Depuis plusieurs mois déjà, nous sommes certains à émettre – l’hypothèse politique – que 2022 n’aura pas lieu. Qu’au fond, il existe la possibilité que la majorité perdure au pouvoir en se soustrayant au système représentatif actuel et qu’elle décrète sa survie par l’annulation pure et simple des élections présidentielles. Bien sûr, tout cela s’accompagne d’un contexte particulier : « menace » terroriste extérieure, situation insurrectionnelle et révolutionnaire intérieure… qui lui permettraient l’établissement d’un système dictatorial exceptionnel. Participant pour cela, à la construction d’un ennemi du dedans, du dehors ou bien d’une dialectique de ces deux composantes. Mais aussi à l’élaboration de mesures ciblées à l’encontre d’une multiplicité d’indésirables. Ce que l’on ne pouvait pas anticiper à l’époque est la variable écologique et épidémique qui devient aujourd’hui la raison commode qui peut permettre la dégradation et la suspension de l’ordre démocratique actuel.
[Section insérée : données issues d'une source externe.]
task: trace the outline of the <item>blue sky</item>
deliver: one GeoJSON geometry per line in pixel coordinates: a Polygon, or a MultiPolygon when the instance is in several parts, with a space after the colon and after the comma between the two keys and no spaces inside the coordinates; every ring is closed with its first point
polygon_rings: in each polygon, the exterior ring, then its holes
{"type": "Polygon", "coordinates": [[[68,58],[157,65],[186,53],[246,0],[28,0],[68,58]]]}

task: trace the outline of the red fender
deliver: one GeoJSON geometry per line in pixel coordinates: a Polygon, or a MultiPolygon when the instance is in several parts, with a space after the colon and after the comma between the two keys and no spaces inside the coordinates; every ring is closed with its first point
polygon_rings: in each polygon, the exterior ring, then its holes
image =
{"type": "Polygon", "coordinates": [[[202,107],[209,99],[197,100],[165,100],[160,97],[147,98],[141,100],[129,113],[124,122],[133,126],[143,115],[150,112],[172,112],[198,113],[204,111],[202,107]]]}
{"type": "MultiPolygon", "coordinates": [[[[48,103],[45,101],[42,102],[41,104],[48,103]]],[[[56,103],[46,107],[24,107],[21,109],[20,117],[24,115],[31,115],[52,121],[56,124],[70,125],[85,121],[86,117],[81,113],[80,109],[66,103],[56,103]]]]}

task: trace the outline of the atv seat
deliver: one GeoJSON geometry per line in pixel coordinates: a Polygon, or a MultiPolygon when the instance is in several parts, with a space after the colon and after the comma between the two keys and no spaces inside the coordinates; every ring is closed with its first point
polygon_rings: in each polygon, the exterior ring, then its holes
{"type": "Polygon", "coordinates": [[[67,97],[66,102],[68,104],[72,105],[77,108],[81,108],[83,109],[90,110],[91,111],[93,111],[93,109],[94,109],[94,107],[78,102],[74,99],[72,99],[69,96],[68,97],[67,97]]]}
De l’utilisation de l’urgence et de l’exception comme paradigme normal de gouvernement, nous déclarons un autre type d’urgence qui éclaire et transforme ces situations qui ne peuvent plus durer. Entre pessimisme et optimisme, la critique devant toujours se situer dans le désir de détruire l’ordonnancement actuel. Le diagnostic d’un moment s’articulant inéluctablement à des manières de se retrouver et de s’organiser contre la permanence de la destruction néolibérale.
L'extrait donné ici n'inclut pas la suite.